His first voyage into the Atlantic Ocean in 1476 nearly cost him his life as the commercial fleet he was sailing with was attacked by French privateers off the coast of Portugal. His ship was burned and Columbus had to swim to the Portuguese shore and make his way to Lisbon, Portugal, where he eventually settled and married Felipa Perestrello. The couple had one son, Diego in about 1480. His wife died soon after and Columbus moved to Spain. He had a second son Fernando who was born out of wedlock in 1488 with Beatriz Enriquez de Arana.
Columbus participated in several other expeditions to Africa gaining knowledge of the Atlantic currents flowing east and west from the Canary Islands. Muslim domination of the trade routes through the Middle East makes travel to India and China difficult. Believing a route sailing west across the Atlantic would be quicker and safer, Columbus devised a plan to sail west to get reach the East. He estimated the earth to be a sphere approximately 63% its actual size and the distance between the Canary Islands and Japan to be about 2,300 miles. Many contemporary nautical experts disagreed, adhering to the second century BC estimate of the earth's circumference at 25,000 miles. This made the distance between the Canary Islands and Japan about 12,200 statute miles. While experts disagreed with Columbus on matters of distance, they concurred that a westward voyage from Europe would be an uninterrupted water route.

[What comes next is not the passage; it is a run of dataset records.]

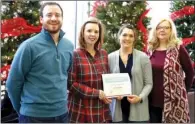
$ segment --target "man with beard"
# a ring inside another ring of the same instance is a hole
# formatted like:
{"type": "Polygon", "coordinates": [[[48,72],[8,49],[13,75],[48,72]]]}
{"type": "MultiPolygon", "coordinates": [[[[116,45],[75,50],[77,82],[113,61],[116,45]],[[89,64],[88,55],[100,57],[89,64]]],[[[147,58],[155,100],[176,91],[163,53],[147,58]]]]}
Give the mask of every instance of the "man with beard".
{"type": "Polygon", "coordinates": [[[20,123],[67,123],[67,75],[73,44],[63,38],[63,10],[47,2],[40,8],[42,30],[17,50],[6,87],[20,123]]]}

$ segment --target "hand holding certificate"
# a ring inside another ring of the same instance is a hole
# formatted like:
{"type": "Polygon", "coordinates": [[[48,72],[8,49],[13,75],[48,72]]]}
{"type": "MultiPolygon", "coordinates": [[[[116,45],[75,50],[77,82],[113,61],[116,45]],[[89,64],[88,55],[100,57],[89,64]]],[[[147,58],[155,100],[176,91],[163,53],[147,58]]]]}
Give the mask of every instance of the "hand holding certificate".
{"type": "Polygon", "coordinates": [[[128,73],[102,74],[104,93],[107,97],[131,95],[128,73]]]}

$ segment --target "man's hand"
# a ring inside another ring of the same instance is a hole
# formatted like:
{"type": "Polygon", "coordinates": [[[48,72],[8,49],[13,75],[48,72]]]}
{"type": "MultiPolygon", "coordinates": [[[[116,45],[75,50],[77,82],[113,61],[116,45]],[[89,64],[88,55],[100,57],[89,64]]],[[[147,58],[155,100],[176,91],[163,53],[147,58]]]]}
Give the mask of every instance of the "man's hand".
{"type": "Polygon", "coordinates": [[[139,103],[141,101],[141,97],[139,97],[137,95],[130,95],[130,96],[127,96],[127,100],[131,104],[136,104],[136,103],[139,103]]]}
{"type": "Polygon", "coordinates": [[[123,96],[118,96],[118,97],[116,97],[116,99],[121,100],[121,99],[123,99],[123,96]]]}
{"type": "Polygon", "coordinates": [[[104,103],[106,103],[106,104],[109,104],[109,103],[112,102],[112,99],[107,98],[106,95],[105,95],[105,93],[104,93],[104,91],[102,91],[102,90],[99,90],[99,99],[100,100],[103,100],[104,103]]]}

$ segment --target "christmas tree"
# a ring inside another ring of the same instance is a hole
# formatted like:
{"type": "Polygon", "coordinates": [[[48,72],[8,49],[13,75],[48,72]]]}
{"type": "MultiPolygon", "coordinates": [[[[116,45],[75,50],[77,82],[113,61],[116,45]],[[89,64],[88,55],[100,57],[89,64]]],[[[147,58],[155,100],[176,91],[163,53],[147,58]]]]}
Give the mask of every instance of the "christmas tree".
{"type": "MultiPolygon", "coordinates": [[[[170,11],[175,13],[172,17],[176,17],[174,23],[178,36],[182,39],[192,39],[184,45],[192,61],[195,62],[195,1],[172,1],[171,4],[170,11]]],[[[193,87],[195,88],[195,82],[193,87]]]]}
{"type": "MultiPolygon", "coordinates": [[[[141,15],[146,11],[146,2],[144,1],[107,1],[105,6],[98,6],[96,9],[96,17],[102,21],[105,26],[105,40],[103,48],[108,53],[119,49],[117,33],[123,24],[132,24],[138,27],[137,23],[141,15]]],[[[148,26],[150,19],[144,18],[143,24],[148,26]]],[[[143,50],[144,39],[143,32],[139,29],[137,44],[135,47],[143,50]]]]}
{"type": "MultiPolygon", "coordinates": [[[[1,20],[13,19],[14,17],[24,18],[31,26],[38,26],[39,23],[38,1],[2,1],[1,20]]],[[[14,23],[14,22],[13,22],[14,23]]],[[[6,28],[6,27],[5,27],[6,28]]],[[[18,46],[33,34],[21,34],[14,37],[1,38],[1,67],[10,64],[18,46]]]]}

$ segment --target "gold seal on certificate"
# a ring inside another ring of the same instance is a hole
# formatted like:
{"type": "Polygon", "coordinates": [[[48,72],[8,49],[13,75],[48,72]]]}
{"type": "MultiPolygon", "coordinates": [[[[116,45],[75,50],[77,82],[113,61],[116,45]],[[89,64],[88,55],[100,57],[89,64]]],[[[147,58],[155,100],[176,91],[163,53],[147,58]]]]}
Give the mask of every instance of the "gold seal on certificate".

Rejected by the Portuguese king for a three-ship voyage of discovery, Columbus took his plan first to Genoa and then to Venice but was rejected there too. He then went to the Spanish monarchy of Isabella of Castille and Ferdinand of Aragon, in 1486. Their nautical experts too were skeptical and initially, Columbus was rejected. The idea however, must have intrigued the monarchs, for they kept Columbus on a retainer. But their focus was on a war with the Muslims and Columbus would have to wait.
Columbus continued to lobby the royal court and soon after the Spanish army captured the last Muslim stronghold in Granada in January of 1492, the monarchs agreed to finance his expedition. In August of 1492, Columbus left Spain in the Santa Maria, with the Pinta and the Niña along side.